The writing style blends Sparks’s lyrical descriptions of loss, tides, and second chances with Shyamalan’s creeping sense of dread. There’s a strong undercurrent of fate versus choice: can we truly escape what’s meant for us, or are we doomed to repeat the past until we face it? The tension builds slowly, allowing for heartfelt moments of connection before delivering reveals that shift the entire narrative in a heartbeat. Without spoiling the twist, the climax reframes every tender scene you’ve read up to that point and leaves you thinking about the nature of memory, love, and what remains after disaster.
For readers who enjoy genre-bending novels—romance with a supernatural or psychological edge—Remain feels like a windswept, haunting meditation on forgiveness and identity. It’s a bold, surprisingly cohesive pairing of two iconic voices that invites you to linger on every clue and every kiss.


Book Review: Grace & Henry’s Holiday Movie Marathon by Matthew Norman
🐾🐾🐾🐾 – Two hearts. One tradition. A second chance at love.
Review Date: October 7, 2025 | Release Date: October 14, 2025
Matthew Norman’s Grace & Henry’s Holiday Movie Marathon is a quietly powerful romance built on loss, hope, and the healing power of shared rituals. In the aftermath of deeply personal grief—Grace having lost her husband, Henry having lost his wife—these two strangers are drawn together by something as ordinary (and yet miraculous) as a Christmas movie marathon. What begins as an uneasy alliance to fill in the emptiness of the season gradually becomes a space for vulnerability, laughter, tenderness, and renewal.
Norman handles grief with deft sensitivity, never romanticizing it or pretending it vanishes with a holiday miracle. Instead, he shows how two people clinging to routines can, over time, reconfigure them into something that honors both past and possibility. Grace’s pragmatism and protectiveness toward her children (Ian and Bella) contrast with Henry’s more brooding, inward journey, but as they alternate between bantering and silence during their movie nights, the emotional scaffolding between them takes shape.
The setting—Baltimore in the cold months, punctuated by cozy nights, twinkling lights, and the flicker of familiar films—feels lived-in and real. Supporting characters (families, mothers who meddle, children who observe more than they say) enrich the story, ensuring that the novel never becomes a two-person echo chamber. The pacing is gentle but insistent, pulling us from one Christmas classic to the next, each film mirroring or amplifying the emotional beat in Grace and Henry’s evolving connection.
By the climax, the question isn’t whether they’ll end up together (though you’ll root for it ferociously)—it’s whether they can believe they deserve love again.
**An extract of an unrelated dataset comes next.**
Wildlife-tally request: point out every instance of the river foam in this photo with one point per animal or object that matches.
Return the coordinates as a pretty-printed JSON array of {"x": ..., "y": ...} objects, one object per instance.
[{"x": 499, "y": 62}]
Norman gives us heartbreak and humor, awkwardness and clarity, and ultimately, redemption that feels earned. Grace & Henry’s Holiday Movie Marathon is a heartwarming, witty, and honest holiday romance that lingers long after the credits roll.
Audiobook Review: Dust Storm by Maggie Gates
🐾🐾🐾🐾 – When stubborn hearts collide, love must weather the dust storm.
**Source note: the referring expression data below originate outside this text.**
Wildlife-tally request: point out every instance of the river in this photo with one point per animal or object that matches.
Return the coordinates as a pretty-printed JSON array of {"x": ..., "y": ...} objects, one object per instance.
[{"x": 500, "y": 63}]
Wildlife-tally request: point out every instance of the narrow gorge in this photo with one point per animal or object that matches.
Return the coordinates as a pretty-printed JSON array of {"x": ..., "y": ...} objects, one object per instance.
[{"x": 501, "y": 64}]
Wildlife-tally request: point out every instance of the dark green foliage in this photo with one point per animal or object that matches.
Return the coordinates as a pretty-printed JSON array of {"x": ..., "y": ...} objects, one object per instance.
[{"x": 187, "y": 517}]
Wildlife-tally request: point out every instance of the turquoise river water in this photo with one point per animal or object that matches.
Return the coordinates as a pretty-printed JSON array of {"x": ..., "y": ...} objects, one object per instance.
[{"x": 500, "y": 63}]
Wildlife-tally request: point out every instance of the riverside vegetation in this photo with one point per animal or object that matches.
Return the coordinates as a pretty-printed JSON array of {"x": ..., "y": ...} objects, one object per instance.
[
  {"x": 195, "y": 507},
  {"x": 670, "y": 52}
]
Review Date: October 7, 2025 | Release Date: October 7, 2025
Dust Storm by Maggie Gates (narrated by Sophie Daniels & Dane Anderson) kicks off the Griffith Brothers series with gusto, delivering a steamy, emotionally charged romance infused with family, secrets, and small-town tension. The dual perspectives of Christian and Cassandra offer depth, as Gates finesses the push-pull of attraction and conflict in a setting that feels both rugged and intimate.
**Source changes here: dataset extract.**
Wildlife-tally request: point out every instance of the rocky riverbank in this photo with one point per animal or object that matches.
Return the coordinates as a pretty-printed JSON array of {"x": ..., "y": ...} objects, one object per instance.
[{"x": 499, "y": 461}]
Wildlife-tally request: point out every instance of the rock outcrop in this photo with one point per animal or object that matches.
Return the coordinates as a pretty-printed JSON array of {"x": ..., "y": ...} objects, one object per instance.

Christian Griffith is a widowed rancher, juggling a struggling cattle operation and two daughters, trying to keep his heart closed after loss. Cassandra Parker, a focused, sharp-witted woman exiled from her New York life, needs refuge and a second chance — even if that means landing in the lion’s den of Christian’s world. From the moment she shows up, the friction between them crackles: she’s driving a bulldozer over his land, moving into his house, and (worst of all) wearing an engagement ring to complicate things further.
Gates’s strengths lie in her character work. Christian’s gruff exterior hides a tender, protective father whose vulnerabilities slowly unravel. Cassandra is fiercely independent, but her walls begin to crack around Christian’s insistence, his children’s innocence, and his stubborn insistence on rules (like “you ride in my truck; you let me open the door”). Their banter, reluctant cooperation, and unspoken emotional debts build tension that feels earned rather than forced.
Narration by Daniels and Anderson suits the alternating POVs well — their voices help distinguish the characters and inject warmth into quieter emotional beats, as well as punch into more heated scenes. The pacing keeps things relatively brisk, though I wished for deeper side-plot resolution, especially around Christian’s ranch challenges and Cassandra’s past. Some tropes feel familiar — single dad, forced proximity, opposites attract — but Gates gives them fresh energy through authentic dialogue, layered stakes, and secondary characters who hint at a broader world waiting in subsequent books.
If you like your romance with grit and heart, Dust Storm delivers. It’s not perfect, but it sets a strong foundation for the Griffith Brothers saga.


Book Review: Christmas Fling by Lindsey Kelk
🐾🐾🐾🐾 – One fake romance. One snowy gamble. One chance at holiday magic.
Review Date: October 7, 2025 | Release Date: October 14, 2025
Christmas Fling by Lindsey Kelk delivers a warm, witty, and occasionally chaotic rom-com that’s perfect for fans of holiday fluff with heart. The set up is deliciously ridiculous: Laura, a trainee neurosurgeon, walks into what she thinks is her new flat — only to find Callum, her prospective landlord, emerging naked from the shower. When his parents arrive unannounced and assume she’s his girlfriend, Laura is swept along into a fake-dating ruse, agreeing to spend Christmas with Callum’s family in the Scottish Highlands.
From there, pandemonium and charm ensue. Kelk leans hard into the comedy: Laura and Callum scheme to make “Caroline” (the fictitious girlfriend identity) so repellent that his family will never insist on her return. Meanwhile, best friends intervene, an ex shows up, and the lines between performance and genuine chemistry blur.
What works especially well is the balance between laughs and emotional stakes. Laura’s grief, her pressure in career, and her resistance to fully letting others in provide emotional weight beneath the froth. Kelk also handles the Scottish setting with a light touch — the Highlands, the sleeper train, the warm pubs — so that you feel cozy rather than overwhelmed by scenery.
That said, the pacing sometimes drags in the middle, and the reliance on miscommunication is high (as is often the case in rom-coms). Callum occasionally frustrated me with his lack of clarity, and I wished for more honest conversations earlier. But the banter, the supporting cast (especially Laura’s sarcastic friends and the eccentric McClay family), and those quieter moments of vulnerability make it compelling.
In short: if you’re looking for Christmas-spiced escapism, Christmas Fling is a delightful indulgence. It’s not perfect, but it made me grin, sigh, and wish I were curled up in that Highland cottage with a hot chocolate and a swoony stranger.